Here's the zipped file from ADU. The report.zip is from the ADU. The next one is the ACU, Diagnostics report. Not sure if they say the same thing or not. This is all pretty foreign to me at this point. I appreciate looking at them even if it might not help.
report.zip
report-fd86423a-00000728-0000000.zip
That's a horrible log :(

No sign of the controller or backplane expander crashing, just the disks falling asleep. Certainly looks like lack of powerr to the disks.

Logical drive 1 will have to have the data backed up, delete the logical drive and recreate, restore. I don't think there's a way to make it skip past the parity mismatch.
Avatar of jcks

ASKER

horrible as in lack of information to troubleshoot or horrible because lots of things wrong? i'm thinking the former.

Okay, forgive me if there's are dumb questions as I am relatively new to working on a server like this.

- oddly enough the parity message has disappeared today. But it was reported on logical drive 3, not 1. Was the suggestion to delete logical drive 1 based on this parity message?

- If still need to delete it, logical drive 1 is my OS. Should I take an image back up of it and save to an external drive or something? To delete the logical drive, do I just go into ACU?
Horrible as lots wrong, you're bound to have some minor data corruptions but you won't even know what backup to restore.

"Logical Drive 1 Consistency Check Failed" was what was worrying me, I'd like to see what a full image backup does, not sure if it will succeed or not.
Avatar of jcks

ASKER

oh....I see. I thought you were talking about the previously posted error message about parity logical drive 3. My apologies.

So bad logs huh :(  

So after looking at the logs are you thinking it's not hardware (like the backplane) related?

There's no data on logical drive 1, just the OS. All my data resides on logical drive 3. I am confused on how to delete logical drive 1 as normally I would use Windows Disk Management, but logical drive 1 is my OS/system so I can't delete it while I'm in Windows. Sorry man, I'm usually pretty good with computers, but this is all new to me.

Can't be anything else but hardware - time to start swapping bits or replace the box. Let's see how the image goes before thinking of having to delete and recreate the logical drive.
Avatar of jcks

ASKER

Ok. I'll work on that tomorrow. Thanks
Avatar of jcks

ASKER

I got approval from the boss to buy a new box. Should I just do that and forget this? Or will the consistency issue follow to a new box if I use the same drives. I was under the impression from one of your previous posts that I could just pull out all these drives and plug it into a new box and be off and running. Is this the case or did seeing the logs change that?

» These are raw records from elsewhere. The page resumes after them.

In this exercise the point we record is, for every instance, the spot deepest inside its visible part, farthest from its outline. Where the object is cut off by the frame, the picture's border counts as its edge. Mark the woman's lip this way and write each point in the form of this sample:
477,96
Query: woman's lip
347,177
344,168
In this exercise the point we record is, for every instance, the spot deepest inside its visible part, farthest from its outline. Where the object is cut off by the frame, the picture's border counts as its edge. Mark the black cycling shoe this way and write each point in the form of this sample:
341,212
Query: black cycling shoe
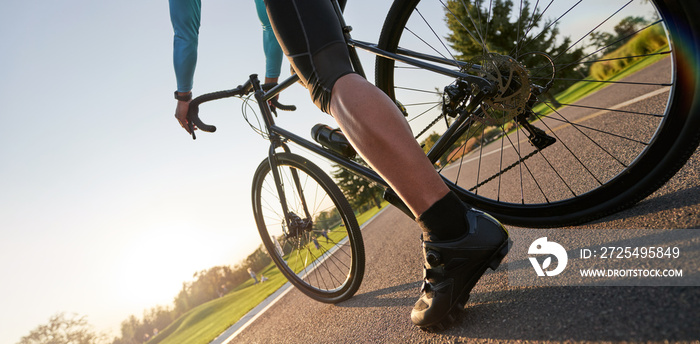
452,268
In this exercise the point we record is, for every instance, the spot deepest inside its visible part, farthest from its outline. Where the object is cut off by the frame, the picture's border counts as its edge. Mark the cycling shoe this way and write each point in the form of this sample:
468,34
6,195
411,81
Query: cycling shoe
452,268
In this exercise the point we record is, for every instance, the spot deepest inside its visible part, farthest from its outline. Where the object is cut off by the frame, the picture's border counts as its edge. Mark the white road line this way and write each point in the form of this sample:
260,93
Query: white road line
245,321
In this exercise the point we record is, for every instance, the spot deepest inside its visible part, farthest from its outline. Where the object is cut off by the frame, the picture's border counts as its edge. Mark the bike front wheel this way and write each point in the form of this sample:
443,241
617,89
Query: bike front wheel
596,104
308,228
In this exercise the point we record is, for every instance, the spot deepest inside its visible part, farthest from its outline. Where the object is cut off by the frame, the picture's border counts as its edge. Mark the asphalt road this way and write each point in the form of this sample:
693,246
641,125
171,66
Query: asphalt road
498,311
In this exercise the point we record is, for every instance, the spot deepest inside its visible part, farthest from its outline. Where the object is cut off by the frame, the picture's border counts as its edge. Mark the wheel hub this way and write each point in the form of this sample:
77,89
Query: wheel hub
513,87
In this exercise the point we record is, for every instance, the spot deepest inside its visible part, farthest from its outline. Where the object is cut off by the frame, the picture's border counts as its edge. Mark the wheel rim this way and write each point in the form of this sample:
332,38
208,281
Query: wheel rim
320,265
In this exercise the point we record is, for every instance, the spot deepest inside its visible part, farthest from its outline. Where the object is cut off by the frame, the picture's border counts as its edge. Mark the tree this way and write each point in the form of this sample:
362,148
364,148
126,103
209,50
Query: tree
503,28
64,330
358,190
624,30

I didn't have time to try and back it up today. Hopefully time permits tomorrow.
Avatar of jcks

ASKER

My attempts to backup the OS failed. Not sure why, but it the backup program would lock up before I even had a chance to start. I use Ghost 2003 via bootdisk. It runs clean normally and doesn't require the machine being imaged/backed up to boot to the OS (that's why I prefer it).  Tried 6 times to get it running and it locked up every time. I find this odd because the HDD aren't even being accessed yet when this happens.

Anyway, does this mean it's for sure a hardware issue? I was hoping you (andyalder) could follow up with my last questions. You've been helpful and no one else is chiming in :)   Thanks
A new box with a compatible Smart Array controller is what I'd do too, I think there's a 12 bay DL180 g6 storage server although I can't find it on HP's web. Your reseller will be able to help more there.

I think your backup software locking up is something else, although if it's on the server rather than a stand-alone CD it may be corrupt.
Avatar of jcks

ASKER

Ok. Thanks for your help man. I'm going through a discussion with my CDW contact now to get a replacement.